Just this week, the Investment Association reported that the UK All Companies funds sector, haemorrhaged £10.2 billion in 2023, part of a £24.3 billion total net outflow of investment funds of all shades over the past 12 months.

According to the government’s own savings statistics, 11.8 million adult ISA accounts were taken out in 2021-2022. The same year, the average amount invested in stocks and shares ISAs was about £8,700.

The figures also showed that only 15% of ISA subscribers saved the maximum £20,000 available. The proportion rose to 39% for those with an income between £100,000 and £149,999 and further still, to 61%, for those earning £150,000-plus.

Put another way, and as Michael Summersgill, chief executive of investing platform AJ Bell, summed up: “A tiny minority of people max out their ISA allowance each year”.

The British ISA already smacks, therefore, of appealing solely to the well-heeled – not a good look.

Another puzzling aspect of the government’s proposal arises when you consider which investments will actually be allowed in a British ISA when it eventually appears.

To offer a potential guide, the government’s consultation document references the Personal Equity Plan, or PEP, a forerunner to the ISA that was introduced in 1986.

Following this line of reasoning, company shares would be allowed.

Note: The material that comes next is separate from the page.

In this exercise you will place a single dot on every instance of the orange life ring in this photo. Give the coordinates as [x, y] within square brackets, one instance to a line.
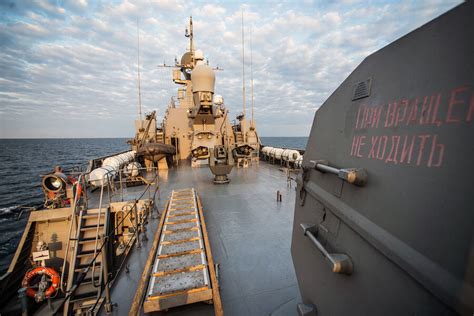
[55, 280]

Applying old PEP rules, the new format would likely define “eligible UK companies” as ordinary shares in companies that are incorporated in the UK and are either listed via the UK stock exchange or are traded on it.

Opting for that route, however, would fail to take account of the extent that a company’s commercial activities actually took place in the UK. FTSE 100 mining stocks, for example, are London-listed, but literally carry out their business at the coal face in locations spread around the globe.   

PEPs also permitted investment in unit trusts and investment trusts if three-quarters or more of the value of the holdings of the fund in question were invested in eligible UK companies.

Yet investment trusts, which operate in the same way as UK shares, were not mentioned specifically in the latest consultation document.

One can only imagine the rumpus if funds were not included at all in the British ISA. The accusation levelled at the government then would be that nudging retail investors towards direct stock holdings over equity funds is foolhardy because of the diversification that funds provide.

If what’s to be permitted within a British ISA remains unclear, an even bigger headache could lie in store for those actually administering these products.

But don’t take my word for it. On hearing that British ISAs had received the green light, I immediately contacted the boss of a nationwide firm of financial advisors to ask for his reaction to the news.

His response was not exactly encouraging: “The British ISA could get caught up in an awful tangle of rules. For example, without some kind of exit penalty regime, what would stop me from putting my £5,000 allocation into, say, UK equities, only to transfer them immediately into a more diversified investment?

“Penalties, transfers and the like add complexity. They put off potential investors, rather than encourage them.”

If that leading advisor remained unimpressed, what about the investment industry itself?

Investment firms will be the very businesses vested with getting British ISAs off the ground. But in much the same way that the Lifetime ISA has experienced more of a trickle than a flood of interest from product providers since being introduced (there are only about 20), I can see British ISAs suffering from a similar, lukewarm reception.

In tandem with plenty of other commentators from the City and beyond, I suggest that if the Chancellor really wanted to stir investors’ juices, he’d have been better off cutting stamp duty on share transactions.

What the public received instead was a politically-motivated gimmick instead of a carefully crafted strategy designed to spur retail investors into action, while helping to reinvigorate the prospects of UK companies.